Lexi took the glass to the window and looked through it. The sign over the Tragic Fall seemed so close! She absently reached out to touch the black blaze on the white horse’s face and laughed at herself when she grasped air. The ruined castle looked wonderful—she still hadn’t been to explore it.
Though it was late summer, the mist beyond Tintagos Bay was as thick as usual over the waters of the Severn Sea. But the scoping glass offered a view which cut through the mist, and on the horizon Lexi saw what might be a great ocean liner… or an island.
Avalos… The name flitted through her mind like an Aeolian whisper, and she slipped the glass into her hidey pouch for later.
The next object was a bottle, half-full of liquid. Morning Glory’s love potion. “Perfect!” she knew just the application for the stuff, and the potion too went into the hidey pouch.
There was a peacock feather, which was interesting in that it had probably been worn by Lydia Pengrith herself, but Lexi couldn’t think of any use in it and set it aside.
And there, as if waiting for her, was the very thing she wanted.
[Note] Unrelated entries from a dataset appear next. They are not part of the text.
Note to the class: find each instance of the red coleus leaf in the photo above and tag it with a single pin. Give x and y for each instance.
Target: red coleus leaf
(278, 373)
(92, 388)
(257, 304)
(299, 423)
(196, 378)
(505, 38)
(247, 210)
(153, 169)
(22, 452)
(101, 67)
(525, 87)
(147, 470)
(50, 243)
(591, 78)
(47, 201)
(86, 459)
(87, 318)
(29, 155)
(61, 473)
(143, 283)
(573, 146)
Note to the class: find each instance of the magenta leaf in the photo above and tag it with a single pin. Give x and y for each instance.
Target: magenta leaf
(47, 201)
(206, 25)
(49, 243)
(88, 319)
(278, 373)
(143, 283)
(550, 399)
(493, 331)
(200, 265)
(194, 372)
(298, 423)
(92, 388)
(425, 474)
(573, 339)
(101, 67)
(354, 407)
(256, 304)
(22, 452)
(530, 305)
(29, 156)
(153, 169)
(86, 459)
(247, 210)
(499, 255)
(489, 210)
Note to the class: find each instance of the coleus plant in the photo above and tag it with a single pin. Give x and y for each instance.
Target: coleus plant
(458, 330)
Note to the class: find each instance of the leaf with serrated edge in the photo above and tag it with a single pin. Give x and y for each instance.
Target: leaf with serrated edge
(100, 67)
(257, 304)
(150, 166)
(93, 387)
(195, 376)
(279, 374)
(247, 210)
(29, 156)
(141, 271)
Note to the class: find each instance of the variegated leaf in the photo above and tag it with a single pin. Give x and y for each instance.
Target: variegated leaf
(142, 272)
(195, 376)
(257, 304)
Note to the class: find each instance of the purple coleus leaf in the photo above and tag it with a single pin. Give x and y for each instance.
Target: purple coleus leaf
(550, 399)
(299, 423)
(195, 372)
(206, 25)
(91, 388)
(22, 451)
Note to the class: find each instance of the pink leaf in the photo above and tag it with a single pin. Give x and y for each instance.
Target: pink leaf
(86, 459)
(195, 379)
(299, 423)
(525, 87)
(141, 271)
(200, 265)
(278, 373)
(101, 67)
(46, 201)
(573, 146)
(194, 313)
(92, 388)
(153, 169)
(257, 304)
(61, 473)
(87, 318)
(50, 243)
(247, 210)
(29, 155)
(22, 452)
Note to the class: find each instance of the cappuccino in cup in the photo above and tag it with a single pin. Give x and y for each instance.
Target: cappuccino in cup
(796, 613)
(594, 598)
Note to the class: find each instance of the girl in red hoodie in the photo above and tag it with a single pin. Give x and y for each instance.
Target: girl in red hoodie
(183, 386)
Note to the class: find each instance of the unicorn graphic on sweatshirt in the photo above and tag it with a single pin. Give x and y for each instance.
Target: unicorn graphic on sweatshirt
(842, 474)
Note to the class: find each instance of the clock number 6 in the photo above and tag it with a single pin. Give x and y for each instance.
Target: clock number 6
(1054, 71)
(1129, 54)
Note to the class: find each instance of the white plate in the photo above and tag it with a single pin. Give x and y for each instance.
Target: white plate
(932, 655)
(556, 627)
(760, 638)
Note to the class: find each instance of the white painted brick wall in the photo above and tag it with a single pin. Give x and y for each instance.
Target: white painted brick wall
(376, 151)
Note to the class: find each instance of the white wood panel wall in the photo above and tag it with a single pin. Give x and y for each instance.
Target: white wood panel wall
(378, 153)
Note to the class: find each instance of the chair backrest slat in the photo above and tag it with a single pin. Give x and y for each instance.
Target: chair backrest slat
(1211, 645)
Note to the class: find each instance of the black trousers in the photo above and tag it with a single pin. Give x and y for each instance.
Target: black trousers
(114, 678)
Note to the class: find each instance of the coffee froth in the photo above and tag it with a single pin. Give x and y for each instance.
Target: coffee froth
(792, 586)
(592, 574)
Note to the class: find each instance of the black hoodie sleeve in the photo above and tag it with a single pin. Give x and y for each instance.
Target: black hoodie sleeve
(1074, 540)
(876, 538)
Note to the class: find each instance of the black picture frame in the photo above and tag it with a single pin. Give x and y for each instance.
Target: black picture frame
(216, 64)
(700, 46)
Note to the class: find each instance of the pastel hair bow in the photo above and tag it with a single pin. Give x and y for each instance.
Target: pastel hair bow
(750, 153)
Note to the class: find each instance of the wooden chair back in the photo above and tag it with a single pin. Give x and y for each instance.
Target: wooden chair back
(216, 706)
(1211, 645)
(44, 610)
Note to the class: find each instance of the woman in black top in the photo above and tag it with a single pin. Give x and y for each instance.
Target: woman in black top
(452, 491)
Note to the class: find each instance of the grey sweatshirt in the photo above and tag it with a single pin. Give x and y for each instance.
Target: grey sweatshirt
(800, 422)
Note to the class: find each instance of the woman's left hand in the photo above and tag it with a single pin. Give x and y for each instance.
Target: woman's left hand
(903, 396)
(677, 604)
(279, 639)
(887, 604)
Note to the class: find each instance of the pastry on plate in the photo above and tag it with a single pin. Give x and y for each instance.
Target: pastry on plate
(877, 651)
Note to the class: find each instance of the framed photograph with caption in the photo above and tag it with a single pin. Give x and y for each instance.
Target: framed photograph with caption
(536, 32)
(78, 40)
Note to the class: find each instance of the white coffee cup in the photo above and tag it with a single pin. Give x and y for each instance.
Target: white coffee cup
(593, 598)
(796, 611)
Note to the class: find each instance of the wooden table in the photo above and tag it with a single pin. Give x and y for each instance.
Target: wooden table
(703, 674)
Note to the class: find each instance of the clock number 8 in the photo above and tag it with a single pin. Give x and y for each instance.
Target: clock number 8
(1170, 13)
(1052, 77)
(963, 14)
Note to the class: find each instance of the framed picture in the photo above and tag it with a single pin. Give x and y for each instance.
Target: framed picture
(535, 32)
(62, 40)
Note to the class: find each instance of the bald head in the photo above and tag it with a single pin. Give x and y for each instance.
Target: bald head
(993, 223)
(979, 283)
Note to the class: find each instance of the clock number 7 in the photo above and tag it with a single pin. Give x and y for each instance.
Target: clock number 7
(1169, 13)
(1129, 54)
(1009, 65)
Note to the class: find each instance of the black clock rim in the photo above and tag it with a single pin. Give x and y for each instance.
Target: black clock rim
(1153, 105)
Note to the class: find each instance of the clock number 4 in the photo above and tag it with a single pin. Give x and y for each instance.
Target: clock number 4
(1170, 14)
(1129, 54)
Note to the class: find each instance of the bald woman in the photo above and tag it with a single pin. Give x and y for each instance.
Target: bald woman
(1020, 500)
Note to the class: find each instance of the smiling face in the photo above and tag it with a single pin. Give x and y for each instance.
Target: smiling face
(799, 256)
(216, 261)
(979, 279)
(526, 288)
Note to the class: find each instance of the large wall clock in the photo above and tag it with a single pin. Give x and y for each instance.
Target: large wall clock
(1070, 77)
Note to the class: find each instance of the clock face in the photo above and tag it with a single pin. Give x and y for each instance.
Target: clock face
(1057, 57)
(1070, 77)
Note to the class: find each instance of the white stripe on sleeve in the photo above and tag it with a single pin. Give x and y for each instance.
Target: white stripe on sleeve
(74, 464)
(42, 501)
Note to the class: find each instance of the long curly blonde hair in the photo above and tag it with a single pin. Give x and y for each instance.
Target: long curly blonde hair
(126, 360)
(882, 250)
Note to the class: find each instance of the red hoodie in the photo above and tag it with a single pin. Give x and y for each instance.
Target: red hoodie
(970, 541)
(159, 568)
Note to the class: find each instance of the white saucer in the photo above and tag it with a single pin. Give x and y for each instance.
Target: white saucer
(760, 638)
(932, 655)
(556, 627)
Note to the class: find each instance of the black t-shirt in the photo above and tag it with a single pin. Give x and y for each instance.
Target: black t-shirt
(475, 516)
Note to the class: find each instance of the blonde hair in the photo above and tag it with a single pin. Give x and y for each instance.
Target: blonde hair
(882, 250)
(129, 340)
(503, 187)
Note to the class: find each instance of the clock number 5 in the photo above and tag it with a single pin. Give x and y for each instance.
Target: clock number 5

She picked up the ring, half afraid of it, half thrilled just to touch the thing. It was simple and beautiful, two braided bands woven together, one of silver and one of gold. It called to her—not concretely as the scoping glass had done, but wordlessly, profoundly. Its essence and her essence were one.
She took a deep breath, pulled in as much air as humanly possible and blew it out, but it helped only a little to still her heart’s rapid beating.
“Silver and gold find you…”
Her voice quivered. There was no going back; this she knew. But equally she knew this was right and proper and her path—her true path as a living being, the path she was created by the high gods to take.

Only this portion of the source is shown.